Read More : Menag Nasaruddin Umar Kaget Jadi Menteri Terbaik dalam 100 Hari Pemerintahan Prabowo-Gibran
Pembunuhan itu diumumkan pada hari Sabtu (11/30/2024) pada 01.00 WIB. Komisaris Kepala Polisi Silandk, Fabiman Sarles, mengungkapkan bahwa ada tiga korban bernama APW (ayah), RM (nenek) dan AP dalam insiden itu, ibu dari para penjahat.

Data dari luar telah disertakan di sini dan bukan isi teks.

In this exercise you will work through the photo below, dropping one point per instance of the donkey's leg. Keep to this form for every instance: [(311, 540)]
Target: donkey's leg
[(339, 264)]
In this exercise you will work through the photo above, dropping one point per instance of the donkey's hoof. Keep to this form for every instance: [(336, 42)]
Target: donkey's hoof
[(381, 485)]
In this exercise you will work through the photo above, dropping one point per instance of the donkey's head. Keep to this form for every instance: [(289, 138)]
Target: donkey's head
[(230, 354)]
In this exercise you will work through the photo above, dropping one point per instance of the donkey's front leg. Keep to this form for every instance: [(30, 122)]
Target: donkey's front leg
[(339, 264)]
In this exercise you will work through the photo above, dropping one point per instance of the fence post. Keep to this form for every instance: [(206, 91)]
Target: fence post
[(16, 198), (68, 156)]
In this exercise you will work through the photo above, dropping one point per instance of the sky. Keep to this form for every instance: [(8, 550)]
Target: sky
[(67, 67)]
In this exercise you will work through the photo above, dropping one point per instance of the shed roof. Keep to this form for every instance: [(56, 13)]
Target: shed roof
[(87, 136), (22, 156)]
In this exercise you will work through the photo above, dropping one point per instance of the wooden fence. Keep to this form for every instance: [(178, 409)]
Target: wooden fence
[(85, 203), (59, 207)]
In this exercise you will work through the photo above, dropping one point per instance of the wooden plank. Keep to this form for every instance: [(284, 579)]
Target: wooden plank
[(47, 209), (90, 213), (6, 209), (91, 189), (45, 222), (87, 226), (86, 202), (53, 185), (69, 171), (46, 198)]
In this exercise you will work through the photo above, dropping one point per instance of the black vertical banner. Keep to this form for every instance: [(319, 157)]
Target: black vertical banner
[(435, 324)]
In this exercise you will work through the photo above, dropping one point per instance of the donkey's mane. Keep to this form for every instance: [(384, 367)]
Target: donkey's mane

APW (40) dan RM (69) meninggal. Sementara itu, A.P. dengan cedera serius. Bertahan dan sekarang dirawat di rumah sakit berlemak.
Berdasarkan penemuan Beritasatu.com, si pembunuh, yang mengaku memiliki bisikan ajaib, bukan pertama kalinya dibuat di Indonesia. Selama tahun 2024, setidaknya ada lima kasus pembunuhan, yang para penjahatnya diklaim telah mendapatkan bisikan magis.
Para korban anak -anak kandung, dari USTA ke nenek dan ayah kandung mereka sendiri juga bervariasi. Berikut ini adalah daftar lima pembunuhan yang dilakukan karena bisikan magis.
1. Pada bulan Maret 2024, sang ibu membunuh seorang anak kandung di Bacasi, SNF, seorang wanita bisa membunuh hidupnya di Bacasi. Polisi Metro Bacasi Kasatrescream, AKBP Muhammad Firdaus, menjelaskan bahwa SNF mengklaim telah dibunuh karena telah menerima bisikan ajaib.
Korban, Abdullah (5), adalah putra pertama SNF dan lebih banyak yang meninggal di tubuhnya dengan 20 luka pisau. Tragedi itu terjadi pada 7 Maret 2024.
Read More : Prabowo Siap Boyong Sebagian Menteri Jokowi ke Kabinetnya
SNF mengklaim telah membunuh putranya dengan dalih mendengar bisikan ajaib. Yang lebih mengejutkan, tersangka menyatakan bahwa dia tidak menyesal atas tindakannya.
2. Suaminya mengejutkan istrinya dengan aksi sedih seorang suami bernama Siamiswaraga Sindangjaya Hamlet, desa Sisantrol, Distrik Rankah, Kabupaten Ciamis, Jawa Barat, Tarsum (50), yang terbunuh pada awal 2024, istrinya, Yanti (44).
Tarasum secara brutal membunuh istrinya, lalu mendistorsi tubuh Yanti menjadi empat bagian. Bagian tubuh istrinya dikumpulkan dalam sebuah wadah dan ditempatkan di depan pos patroli rakyat.
Proses penangkapan Tarasam juga direkam oleh penduduk melalui video. Dalam rekaman itu, para penjahat menentang sebelum mereka akhirnya mengasuransikan dan sebelum dikirim ke kantor polisi Ranakah. Kepala RT lokal, Yoyo Teria mengumumkan bahwa penulis mengklaim telah memperoleh bisikan ajaib Pesugahan.